#NasdaqETFUpdate

ETFs (exchange-traded funds) that track Nasdaq indices, such as the Invesco QQQ Trust (QQQ) or the Invesco NASDAQ 100 ETF (QQQM), have proven to be an attractive option for investors seeking exposure to the technology sector and high-growth innovative companies. In 2025, the Nasdaq has shown a notable recovery after a period of volatility, primarily driven by optimism surrounding artificial intelligence (AI), the strength of the semiconductor sector, and reduced concerns about trade policies that could have affected the global economy.

In my opinion, Nasdaq ETFs are a powerful tool for diversifying portfolios, as they provide access to tech giants like Apple, Microsoft, Amazon, and NVIDIA, which have been key market drivers. For example, NVIDIA's surge, with an increase of almost 50% since April 2025, reflects growing confidence in AI-focused companies. However, the high concentration in technology (around 50% of holdings in some ETFs like QQQ) implies significant risk, especially in an environment where valuations of these companies are at elevated levels.
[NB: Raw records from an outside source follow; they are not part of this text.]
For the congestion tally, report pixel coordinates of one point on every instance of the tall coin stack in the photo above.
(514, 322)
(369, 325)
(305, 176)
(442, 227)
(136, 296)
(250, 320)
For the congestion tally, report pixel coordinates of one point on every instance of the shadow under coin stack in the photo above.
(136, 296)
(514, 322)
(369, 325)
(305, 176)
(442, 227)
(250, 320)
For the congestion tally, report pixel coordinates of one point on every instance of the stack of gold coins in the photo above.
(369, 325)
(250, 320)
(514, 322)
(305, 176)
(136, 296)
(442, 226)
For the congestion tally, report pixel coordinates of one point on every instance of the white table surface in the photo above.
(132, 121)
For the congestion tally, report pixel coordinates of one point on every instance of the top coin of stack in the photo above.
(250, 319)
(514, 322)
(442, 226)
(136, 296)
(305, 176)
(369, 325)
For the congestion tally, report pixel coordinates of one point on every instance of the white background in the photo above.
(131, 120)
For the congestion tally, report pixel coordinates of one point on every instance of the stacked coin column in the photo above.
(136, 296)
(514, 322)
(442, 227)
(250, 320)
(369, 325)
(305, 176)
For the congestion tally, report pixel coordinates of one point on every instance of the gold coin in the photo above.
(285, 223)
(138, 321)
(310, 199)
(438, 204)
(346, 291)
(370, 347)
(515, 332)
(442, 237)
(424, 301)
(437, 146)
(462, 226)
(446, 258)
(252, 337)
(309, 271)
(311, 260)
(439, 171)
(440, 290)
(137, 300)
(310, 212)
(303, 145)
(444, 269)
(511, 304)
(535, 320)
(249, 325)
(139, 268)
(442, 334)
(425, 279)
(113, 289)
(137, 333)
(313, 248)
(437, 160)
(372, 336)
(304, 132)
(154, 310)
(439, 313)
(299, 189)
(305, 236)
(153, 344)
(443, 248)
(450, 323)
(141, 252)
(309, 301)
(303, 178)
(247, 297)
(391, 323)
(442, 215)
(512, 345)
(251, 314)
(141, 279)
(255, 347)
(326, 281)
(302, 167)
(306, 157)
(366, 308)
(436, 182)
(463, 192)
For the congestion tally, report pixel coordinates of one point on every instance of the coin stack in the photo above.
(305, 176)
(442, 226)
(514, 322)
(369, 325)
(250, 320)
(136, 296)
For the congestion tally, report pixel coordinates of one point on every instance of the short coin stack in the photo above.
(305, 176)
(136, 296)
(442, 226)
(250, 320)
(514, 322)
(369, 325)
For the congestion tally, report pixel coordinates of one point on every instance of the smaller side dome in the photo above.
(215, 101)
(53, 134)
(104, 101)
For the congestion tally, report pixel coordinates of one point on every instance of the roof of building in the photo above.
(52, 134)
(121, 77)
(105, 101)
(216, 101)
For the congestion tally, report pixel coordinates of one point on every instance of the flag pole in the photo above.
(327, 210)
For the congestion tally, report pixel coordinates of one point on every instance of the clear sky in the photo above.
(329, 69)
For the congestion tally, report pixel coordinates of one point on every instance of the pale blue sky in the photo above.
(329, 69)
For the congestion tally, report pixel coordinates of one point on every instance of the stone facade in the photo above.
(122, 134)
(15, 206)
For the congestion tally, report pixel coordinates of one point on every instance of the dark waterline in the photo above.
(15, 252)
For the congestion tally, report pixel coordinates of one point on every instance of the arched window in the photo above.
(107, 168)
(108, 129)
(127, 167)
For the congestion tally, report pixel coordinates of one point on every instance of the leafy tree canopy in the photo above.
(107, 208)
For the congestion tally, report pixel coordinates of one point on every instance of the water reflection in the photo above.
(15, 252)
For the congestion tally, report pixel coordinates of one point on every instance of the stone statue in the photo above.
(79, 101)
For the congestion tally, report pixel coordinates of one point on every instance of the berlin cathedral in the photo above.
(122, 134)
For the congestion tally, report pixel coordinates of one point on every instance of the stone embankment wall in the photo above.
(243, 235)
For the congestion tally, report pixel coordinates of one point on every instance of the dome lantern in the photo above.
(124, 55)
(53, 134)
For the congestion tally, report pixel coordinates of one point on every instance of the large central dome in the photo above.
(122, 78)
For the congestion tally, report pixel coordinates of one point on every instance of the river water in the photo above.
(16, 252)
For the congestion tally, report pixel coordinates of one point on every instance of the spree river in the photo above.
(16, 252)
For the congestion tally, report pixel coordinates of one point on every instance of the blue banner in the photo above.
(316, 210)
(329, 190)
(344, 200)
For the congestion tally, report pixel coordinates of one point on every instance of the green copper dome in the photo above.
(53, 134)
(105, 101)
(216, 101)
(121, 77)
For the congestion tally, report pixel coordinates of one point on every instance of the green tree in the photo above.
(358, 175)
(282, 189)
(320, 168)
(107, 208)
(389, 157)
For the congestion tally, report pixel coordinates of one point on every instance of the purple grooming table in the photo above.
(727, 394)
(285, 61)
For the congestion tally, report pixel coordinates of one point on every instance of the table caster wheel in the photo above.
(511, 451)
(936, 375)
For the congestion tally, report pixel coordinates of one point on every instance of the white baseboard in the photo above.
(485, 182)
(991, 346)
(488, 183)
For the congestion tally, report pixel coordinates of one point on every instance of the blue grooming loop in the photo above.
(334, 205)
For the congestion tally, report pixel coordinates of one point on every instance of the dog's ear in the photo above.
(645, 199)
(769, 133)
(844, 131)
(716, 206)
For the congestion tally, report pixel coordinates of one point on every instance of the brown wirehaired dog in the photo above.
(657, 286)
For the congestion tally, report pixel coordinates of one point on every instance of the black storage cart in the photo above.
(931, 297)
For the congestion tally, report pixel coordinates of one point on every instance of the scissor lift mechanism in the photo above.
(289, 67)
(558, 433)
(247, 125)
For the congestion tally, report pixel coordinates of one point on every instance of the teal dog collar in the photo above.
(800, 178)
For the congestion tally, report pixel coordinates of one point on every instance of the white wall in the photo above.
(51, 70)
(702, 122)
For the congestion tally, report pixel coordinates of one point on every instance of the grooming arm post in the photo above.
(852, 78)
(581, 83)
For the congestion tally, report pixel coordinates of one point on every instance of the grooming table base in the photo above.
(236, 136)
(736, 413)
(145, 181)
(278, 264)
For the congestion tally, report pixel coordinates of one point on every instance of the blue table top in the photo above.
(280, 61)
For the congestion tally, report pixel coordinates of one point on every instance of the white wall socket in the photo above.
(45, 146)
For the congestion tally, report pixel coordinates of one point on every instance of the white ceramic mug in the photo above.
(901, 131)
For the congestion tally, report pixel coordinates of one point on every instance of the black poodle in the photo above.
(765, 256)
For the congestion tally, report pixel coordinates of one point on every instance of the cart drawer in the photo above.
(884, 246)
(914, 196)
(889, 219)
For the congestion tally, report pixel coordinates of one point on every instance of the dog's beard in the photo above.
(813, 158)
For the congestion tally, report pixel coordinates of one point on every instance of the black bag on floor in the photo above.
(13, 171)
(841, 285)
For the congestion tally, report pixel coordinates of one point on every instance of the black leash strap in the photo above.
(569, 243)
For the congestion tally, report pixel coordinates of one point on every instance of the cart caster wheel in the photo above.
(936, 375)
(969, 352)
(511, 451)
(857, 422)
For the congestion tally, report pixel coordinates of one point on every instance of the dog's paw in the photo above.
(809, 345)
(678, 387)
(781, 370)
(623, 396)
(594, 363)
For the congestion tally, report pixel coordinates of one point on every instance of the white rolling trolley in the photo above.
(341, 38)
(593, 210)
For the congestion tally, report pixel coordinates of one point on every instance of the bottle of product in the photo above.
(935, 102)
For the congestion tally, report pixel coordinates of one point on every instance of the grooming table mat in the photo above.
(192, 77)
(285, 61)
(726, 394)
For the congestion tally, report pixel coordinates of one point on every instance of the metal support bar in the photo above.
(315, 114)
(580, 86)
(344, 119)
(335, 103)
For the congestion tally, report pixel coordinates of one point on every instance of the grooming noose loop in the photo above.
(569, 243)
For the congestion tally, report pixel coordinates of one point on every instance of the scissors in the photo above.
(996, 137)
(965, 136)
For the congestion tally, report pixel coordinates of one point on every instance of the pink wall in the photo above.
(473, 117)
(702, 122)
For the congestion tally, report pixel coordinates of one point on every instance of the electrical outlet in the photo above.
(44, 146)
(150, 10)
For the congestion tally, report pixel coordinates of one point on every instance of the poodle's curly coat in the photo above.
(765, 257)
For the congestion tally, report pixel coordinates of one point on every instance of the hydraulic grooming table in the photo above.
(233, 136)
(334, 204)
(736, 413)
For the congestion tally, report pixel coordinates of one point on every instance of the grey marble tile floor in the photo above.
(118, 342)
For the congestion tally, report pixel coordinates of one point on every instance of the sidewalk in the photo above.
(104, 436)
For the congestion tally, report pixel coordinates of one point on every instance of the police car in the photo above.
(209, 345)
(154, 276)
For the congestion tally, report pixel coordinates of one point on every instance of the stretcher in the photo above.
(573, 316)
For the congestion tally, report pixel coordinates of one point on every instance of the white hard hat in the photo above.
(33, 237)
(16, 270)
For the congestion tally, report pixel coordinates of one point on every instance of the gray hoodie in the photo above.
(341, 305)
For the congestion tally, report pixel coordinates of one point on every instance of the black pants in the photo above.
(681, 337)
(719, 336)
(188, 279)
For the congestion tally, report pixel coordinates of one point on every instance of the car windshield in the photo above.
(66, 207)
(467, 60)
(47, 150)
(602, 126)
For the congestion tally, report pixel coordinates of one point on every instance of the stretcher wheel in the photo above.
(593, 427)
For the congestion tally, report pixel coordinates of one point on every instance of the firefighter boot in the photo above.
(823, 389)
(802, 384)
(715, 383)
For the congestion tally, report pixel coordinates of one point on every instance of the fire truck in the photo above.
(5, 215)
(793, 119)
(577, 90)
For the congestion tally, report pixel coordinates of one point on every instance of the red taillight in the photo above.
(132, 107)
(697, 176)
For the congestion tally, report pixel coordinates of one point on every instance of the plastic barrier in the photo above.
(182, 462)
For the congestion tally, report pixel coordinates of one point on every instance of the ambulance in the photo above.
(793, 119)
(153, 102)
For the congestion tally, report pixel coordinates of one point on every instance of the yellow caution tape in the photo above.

This can lead to volatility if the market experiences corrections or if expectations regarding AI are not met in the short term.

On the other hand, options like the Direxion Nasdaq-100 Equal Weighted Index Shares (QQQE) or the Fidelity Nasdaq Composite Index ETF (ONEQ) offer interesting alternatives to mitigate concentration risk. The QQQE, by distributing weight equally among the 100 companies in the Nasdaq-100, reduces dependence on tech giants, while the ONEQ provides broader exposure by including more than 3,500 companies from the Nasdaq Composite. These options may be ideal for investors seeking a balance between growth and diversification.

In terms of costs, Nasdaq ETFs typically have low expense ratios (for example, 0.15% for QQQM and 0.20% for QQQ), making them attractive compared to traditional mutual funds. However, investors should be prepared for the inherent volatility of the Nasdaq, as seen in 2022 when the index fell by 33%. Despite this, its long-term performance, with a total return of 398% over the last decade for the Nasdaq-100, outperforms the S&P 500 and Dow Jones, suggesting that risk tolerance may be rewarded.

In conclusion, Nasdaq ETFs are an excellent option for those seeking long-term growth, especially in a context where technology and AI continue to lead innovation. However, it is crucial for investors to assess their risk tolerance and consider diversifying with equal-weighted or broader ETFs to mitigate potential declines. As always, before investing, it is essential to conduct thorough research and align decisions with personal financial goals.